We have defined `out` as a function of `x`. Now suppose we want to compute the gradient $\partial out\over\partial x$. To do that, we first need to call `out.backward()`, which will compute all the gradients back from the `out` node of our graph using backward propagation. Then, we can access `x.grad` property to retrieve the gradient:

In [31]:
out.backward()
print(x.grad)

tensor([[4.5000, 4.5000],
        [4.5000, 4.5000]])


Let's try to understand where this value comes from. 

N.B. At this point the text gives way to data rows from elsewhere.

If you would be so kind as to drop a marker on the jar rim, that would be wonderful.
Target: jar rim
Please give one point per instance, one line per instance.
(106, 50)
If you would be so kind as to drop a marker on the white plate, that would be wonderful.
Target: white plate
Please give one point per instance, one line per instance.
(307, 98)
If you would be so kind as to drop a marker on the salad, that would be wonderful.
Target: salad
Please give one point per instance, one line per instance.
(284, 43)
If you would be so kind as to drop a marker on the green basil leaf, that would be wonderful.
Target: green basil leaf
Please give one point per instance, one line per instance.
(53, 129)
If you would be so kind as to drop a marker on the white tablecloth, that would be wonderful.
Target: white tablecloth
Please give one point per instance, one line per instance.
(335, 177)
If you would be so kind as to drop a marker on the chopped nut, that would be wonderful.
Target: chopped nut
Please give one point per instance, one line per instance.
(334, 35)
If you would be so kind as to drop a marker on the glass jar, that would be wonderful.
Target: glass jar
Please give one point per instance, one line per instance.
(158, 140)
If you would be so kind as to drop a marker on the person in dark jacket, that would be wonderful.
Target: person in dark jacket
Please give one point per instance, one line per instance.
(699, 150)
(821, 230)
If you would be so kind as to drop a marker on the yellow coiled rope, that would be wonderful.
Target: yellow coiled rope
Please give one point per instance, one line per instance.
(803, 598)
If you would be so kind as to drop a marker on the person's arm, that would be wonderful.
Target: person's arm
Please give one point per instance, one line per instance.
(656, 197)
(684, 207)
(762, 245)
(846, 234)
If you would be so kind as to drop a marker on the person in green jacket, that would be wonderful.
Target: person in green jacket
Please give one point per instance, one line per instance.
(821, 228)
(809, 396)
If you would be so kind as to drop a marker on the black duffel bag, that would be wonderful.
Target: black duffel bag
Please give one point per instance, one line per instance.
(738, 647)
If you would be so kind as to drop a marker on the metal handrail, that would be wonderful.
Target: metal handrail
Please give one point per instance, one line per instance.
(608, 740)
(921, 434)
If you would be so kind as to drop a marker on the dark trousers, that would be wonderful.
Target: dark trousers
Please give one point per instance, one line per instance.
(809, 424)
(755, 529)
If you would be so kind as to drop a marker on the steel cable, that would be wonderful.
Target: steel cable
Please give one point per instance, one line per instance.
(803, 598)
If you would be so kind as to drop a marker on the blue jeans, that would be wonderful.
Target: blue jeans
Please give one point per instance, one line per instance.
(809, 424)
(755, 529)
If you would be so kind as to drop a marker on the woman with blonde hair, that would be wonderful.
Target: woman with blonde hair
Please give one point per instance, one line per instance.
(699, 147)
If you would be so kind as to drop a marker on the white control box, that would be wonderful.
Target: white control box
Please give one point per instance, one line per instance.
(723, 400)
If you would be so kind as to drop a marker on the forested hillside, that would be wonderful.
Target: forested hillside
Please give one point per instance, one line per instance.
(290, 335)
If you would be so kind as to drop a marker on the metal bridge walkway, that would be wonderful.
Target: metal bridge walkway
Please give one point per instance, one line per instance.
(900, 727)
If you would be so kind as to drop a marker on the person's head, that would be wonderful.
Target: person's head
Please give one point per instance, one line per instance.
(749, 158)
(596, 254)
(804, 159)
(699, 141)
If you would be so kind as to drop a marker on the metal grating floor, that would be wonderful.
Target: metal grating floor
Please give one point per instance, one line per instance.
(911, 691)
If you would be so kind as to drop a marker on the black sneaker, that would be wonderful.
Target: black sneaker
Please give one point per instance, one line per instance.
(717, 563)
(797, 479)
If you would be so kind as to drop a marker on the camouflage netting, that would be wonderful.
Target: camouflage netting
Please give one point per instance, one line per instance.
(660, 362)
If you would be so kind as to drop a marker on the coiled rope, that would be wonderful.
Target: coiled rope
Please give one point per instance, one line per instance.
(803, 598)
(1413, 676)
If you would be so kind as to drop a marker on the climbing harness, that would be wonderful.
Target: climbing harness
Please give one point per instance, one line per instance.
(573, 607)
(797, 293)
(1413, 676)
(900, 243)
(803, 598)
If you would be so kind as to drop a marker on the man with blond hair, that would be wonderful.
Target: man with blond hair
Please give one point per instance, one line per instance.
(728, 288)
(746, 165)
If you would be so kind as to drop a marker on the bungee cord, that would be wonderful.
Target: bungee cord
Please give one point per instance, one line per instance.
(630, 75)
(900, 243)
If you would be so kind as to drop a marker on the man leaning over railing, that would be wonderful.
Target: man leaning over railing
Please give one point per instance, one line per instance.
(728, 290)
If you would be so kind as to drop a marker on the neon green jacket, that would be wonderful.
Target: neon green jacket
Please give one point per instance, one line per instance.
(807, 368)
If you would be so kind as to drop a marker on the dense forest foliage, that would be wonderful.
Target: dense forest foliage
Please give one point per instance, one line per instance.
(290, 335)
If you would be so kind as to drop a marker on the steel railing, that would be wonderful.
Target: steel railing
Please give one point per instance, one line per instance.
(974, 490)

If we have a vector function $\vec{y}=f(\vec{x})$, where $\vec{x}=\langle x_1,\dots,x_n\rangle$ and $\vec{y}=\langle y_1,\dots,y_m\rangle$, then a gradient of $\vec{y}$ with respect to $\vec{x}$ is given by so-called **Jacobian matrix**:

$$
\begin{align}J=\left(\begin{array}{ccc}
   \frac{\partial y_{1}}{\partial x_{1}} & \cdots & \frac{\partial y_{1}}{\partial x_{n}}\\
   \vdots & \ddots & \vdots\\
   \frac{\partial y_{m}}{\partial x_{1}} & \cdots & \frac{\partial y_{m}}{\partial x_{n}}
   \end{array}\right)\end{align}
$$

If $y(\vec{x})$ is a scalar function, than the gradient becomes $\left(\frac{\partial y}{x_1} \dots \frac{\partial y}{x_n}\right)$, and if vector $\vec{x}$ is a tensor of higher dimensionality, gradient also becomes a tensor of the same size.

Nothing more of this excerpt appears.